The Petersburg Borough municipal election will be held October 6 but the chance to run for an elected seat of the borough, hospital or school district comes way before that. The first day to file for candidacy is July 28.

And there are many, many seats in which to choose.

“This year’s ballot will provide for the election of 20 positions,” said borough clerk, Debbie Thompson. “Two assembly members for three year terms, three school board members, two three-year terms; one one-year term; four hospital board members, two three-year terms, one two-year term and one one-year term; five planning commissioners, two three-year terms, one two-year term, and two one-year terms; two library board members, two three-year terms; two harbor board members, two three-year terms; and two public safety board members, one three-year term and one one-year term.”

All of these volunteer positions will be voted on during the October municipal election. Some of them require candidates to fill out public official financial disclosure documents. That includes anyone running for assembly, school board, or the borough’s planning commission.

The clerk is available to help candidates fill out those forms.

But this could be the last election that some candidates have to do that if voters support a proposition in the election. The proposition would allow candidates to opt out of the paperwork. An ordinance placing the question on the ballot gained support from the borough assembly at their last meeting.

Assembly member Bob Lynn called the paper work “daunting”.

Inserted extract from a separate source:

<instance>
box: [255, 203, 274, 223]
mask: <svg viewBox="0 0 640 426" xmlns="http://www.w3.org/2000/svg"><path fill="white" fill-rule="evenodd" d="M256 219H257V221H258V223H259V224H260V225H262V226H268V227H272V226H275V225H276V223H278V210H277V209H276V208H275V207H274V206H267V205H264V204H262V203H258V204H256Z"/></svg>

“I feel strongly that we have at least four or five different procedures in place that really meets the needs of this,” Lynn said, “and even if at the point that the public decides that we can opt out of it, it still allows the public to go forward if they feel that some official in this borough is inappropriately using their funds or their position to gain funds.”

Assembly member John Havrilek said he supported the ordinance because he thinks that more people would likely run for offices if they didn’t have to go through the paperwork.

“Because of the difficulty going through the process, people, some really like their privacy,” Havrilek said, “so it’s keeping very, very high quality people away from getting involved in the assembly and some of these other committees that we would really benefit to have their involvement and their expertise and their knowledge in.”

Exempting candidates from reporting their finances has come before voters before. Last year the question failed by just 29 votes.

The last day to file for candidacy is August 25 at 5 p.m.

The last day to register to vote in the election is September 6.